Addio a Paolo Farneti, il “cronista direttore”

Paolo Farneti era un “cronista doc”, il “cronista direttore” come vogliamo ricordarlo noi del Sindacato cronisti romani, per i tanti incarichi di responsabilità che hanno dato peso alla sua carriera professionale.
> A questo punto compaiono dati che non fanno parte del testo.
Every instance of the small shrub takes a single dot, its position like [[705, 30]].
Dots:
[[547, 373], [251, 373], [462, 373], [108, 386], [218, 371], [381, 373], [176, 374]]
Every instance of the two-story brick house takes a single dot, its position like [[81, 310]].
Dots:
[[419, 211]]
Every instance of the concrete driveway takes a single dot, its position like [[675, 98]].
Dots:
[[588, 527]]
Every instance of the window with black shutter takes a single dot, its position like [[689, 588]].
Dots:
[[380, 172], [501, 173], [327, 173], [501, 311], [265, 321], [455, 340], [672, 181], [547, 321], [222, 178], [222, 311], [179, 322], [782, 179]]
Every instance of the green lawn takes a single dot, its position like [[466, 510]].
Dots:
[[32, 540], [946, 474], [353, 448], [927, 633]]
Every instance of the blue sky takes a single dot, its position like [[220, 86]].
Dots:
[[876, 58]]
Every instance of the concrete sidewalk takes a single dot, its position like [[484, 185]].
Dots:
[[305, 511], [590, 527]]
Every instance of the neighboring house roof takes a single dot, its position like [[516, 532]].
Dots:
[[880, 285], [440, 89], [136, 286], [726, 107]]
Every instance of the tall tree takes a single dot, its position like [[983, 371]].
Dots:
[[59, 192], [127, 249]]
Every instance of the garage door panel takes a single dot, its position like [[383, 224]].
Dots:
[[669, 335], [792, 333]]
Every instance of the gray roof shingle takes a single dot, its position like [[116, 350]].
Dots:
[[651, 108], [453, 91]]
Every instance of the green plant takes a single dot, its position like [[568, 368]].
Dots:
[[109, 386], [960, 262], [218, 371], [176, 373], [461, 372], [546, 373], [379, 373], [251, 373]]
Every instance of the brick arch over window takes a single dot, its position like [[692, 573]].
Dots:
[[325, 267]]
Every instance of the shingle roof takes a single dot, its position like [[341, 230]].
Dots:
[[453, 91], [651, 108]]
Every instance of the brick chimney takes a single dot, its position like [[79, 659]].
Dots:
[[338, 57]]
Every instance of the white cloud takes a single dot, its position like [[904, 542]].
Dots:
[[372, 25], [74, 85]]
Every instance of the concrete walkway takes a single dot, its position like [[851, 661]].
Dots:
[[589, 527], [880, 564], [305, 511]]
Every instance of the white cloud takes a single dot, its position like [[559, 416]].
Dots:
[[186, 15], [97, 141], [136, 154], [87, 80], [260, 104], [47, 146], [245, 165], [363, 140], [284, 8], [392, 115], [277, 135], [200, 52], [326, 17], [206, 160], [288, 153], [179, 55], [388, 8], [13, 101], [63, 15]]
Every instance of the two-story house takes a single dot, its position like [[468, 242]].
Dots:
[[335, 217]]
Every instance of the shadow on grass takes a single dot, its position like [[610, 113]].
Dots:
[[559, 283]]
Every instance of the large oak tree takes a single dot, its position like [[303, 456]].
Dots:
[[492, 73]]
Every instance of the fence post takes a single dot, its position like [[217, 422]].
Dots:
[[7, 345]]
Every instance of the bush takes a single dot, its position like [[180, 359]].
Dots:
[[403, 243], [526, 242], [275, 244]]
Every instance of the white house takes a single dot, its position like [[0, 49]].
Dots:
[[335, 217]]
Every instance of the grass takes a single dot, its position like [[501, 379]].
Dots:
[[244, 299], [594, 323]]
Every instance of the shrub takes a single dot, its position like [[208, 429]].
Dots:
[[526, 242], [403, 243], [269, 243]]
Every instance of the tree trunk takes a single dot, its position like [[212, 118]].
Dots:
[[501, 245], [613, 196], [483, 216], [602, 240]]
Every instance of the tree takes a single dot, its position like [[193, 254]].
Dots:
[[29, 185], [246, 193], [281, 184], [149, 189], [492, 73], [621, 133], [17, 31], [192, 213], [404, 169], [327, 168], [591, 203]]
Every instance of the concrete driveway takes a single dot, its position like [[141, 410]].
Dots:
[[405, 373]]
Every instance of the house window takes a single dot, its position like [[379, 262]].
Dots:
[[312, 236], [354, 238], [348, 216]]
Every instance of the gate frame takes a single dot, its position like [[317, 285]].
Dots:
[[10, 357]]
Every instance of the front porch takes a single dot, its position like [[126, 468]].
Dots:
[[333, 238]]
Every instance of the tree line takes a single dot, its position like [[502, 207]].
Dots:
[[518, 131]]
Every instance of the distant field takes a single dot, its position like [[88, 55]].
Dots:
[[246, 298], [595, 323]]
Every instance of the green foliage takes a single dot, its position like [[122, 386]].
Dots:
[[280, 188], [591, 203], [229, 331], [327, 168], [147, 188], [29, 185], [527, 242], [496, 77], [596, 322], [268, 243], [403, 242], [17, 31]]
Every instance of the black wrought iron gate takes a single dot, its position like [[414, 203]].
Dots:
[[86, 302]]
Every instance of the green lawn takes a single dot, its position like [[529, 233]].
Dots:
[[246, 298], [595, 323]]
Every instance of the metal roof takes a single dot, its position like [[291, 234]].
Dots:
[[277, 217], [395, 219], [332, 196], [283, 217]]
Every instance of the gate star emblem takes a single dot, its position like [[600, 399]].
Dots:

E che non ne avevano sbiadito l’umiltà che lo hanno visto al servizio dei colleghi accanto al presidente Corrado Giustiniani nella conduzione del Siai, il gruppo sindacale dei giornalisti inqulini dell’Inpgi. Un bravo cronista, sposato a una brava cronista, Rossella Santilli, alla quale va l’abbraccio affettuoso di tutti noi.

Per ricordarlo, vi vogliamo proporre le belle parole del Siai e di Stampa romana.

“Aveva appena augurato la buona notte alla moglie Rossella, dalla clinica in cui era ricoverato per problemi di cuore, quando, all’improvviso, il battito si è fermato. E’ morto così Paolo Farneti, 73 anni compiuti soltanto lo scorso 6 marzo.  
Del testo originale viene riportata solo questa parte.